Published on Thursday, July 5, 2001 in The Progressive magazine
Contra Vets Return to Power
You Remember Elliott Abrams?
by Matthew Rothschild
 
He was that sniveling Reagan State Department official who pleaded guilty in 1991 to lying to Congress about the scandal involving the contras.

But that's not all he did. Abrams had a habit of covering up the massacres that the U.S.-funded Salvadoran military committed in the 1980s, as David Corn notes in the July 2 issue of The Nation.

Nevertheless, Ari Fleischer, White House spokesman praised Abrams as "an outstanding diplomat."

This, after Fleischer's boss, George W., appointed Abrams last week to be the director of the National Security Council's office for democracy, human rights, and international operations.

The Bushies are taking unusual care of Abrams. George W.'s dad pardoned him in 1992, and now W. is fumigating his résumé.

But for what?

Here is an admitted liar, not an outstanding diplomat.
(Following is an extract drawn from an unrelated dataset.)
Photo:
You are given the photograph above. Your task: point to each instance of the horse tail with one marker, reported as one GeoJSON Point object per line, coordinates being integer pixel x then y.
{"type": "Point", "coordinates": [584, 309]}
Here is an apologist for gross human rights violations, and now he heads up an NSC office on human rights?

George W. has gone out of his way to bring back to power those who sullied our nation's reputation in Central America.

It's not just Abrams.

Bush also nominated John Negroponte to be U.S. Ambassador to the U.N. His credentials? Negroponte was U.S. Ambassador to Honduras in the early 1980s and worked closely with the military there even as it engaged in torture and assassination.

Then there's Otto Reich.

Bush has nominated him to be Assistant Secretary of State for the Western Hemisphere. Under Reagan, Reich had been head of the Office of Public Diplomacy at State, where he engaged in some sleazy activities on behalf of the contras. He ghost-wrote columns for contra leaders and then sent them on to leading newspapers in the United States. A government investigation concluded that he engaged in "prohibited acts of propaganda," The New York Times reported.

Abrams, Negroponte, and Reich--quite a trio.

But maybe it'll be a quartet.

Can Oliver North's nomination be far behind?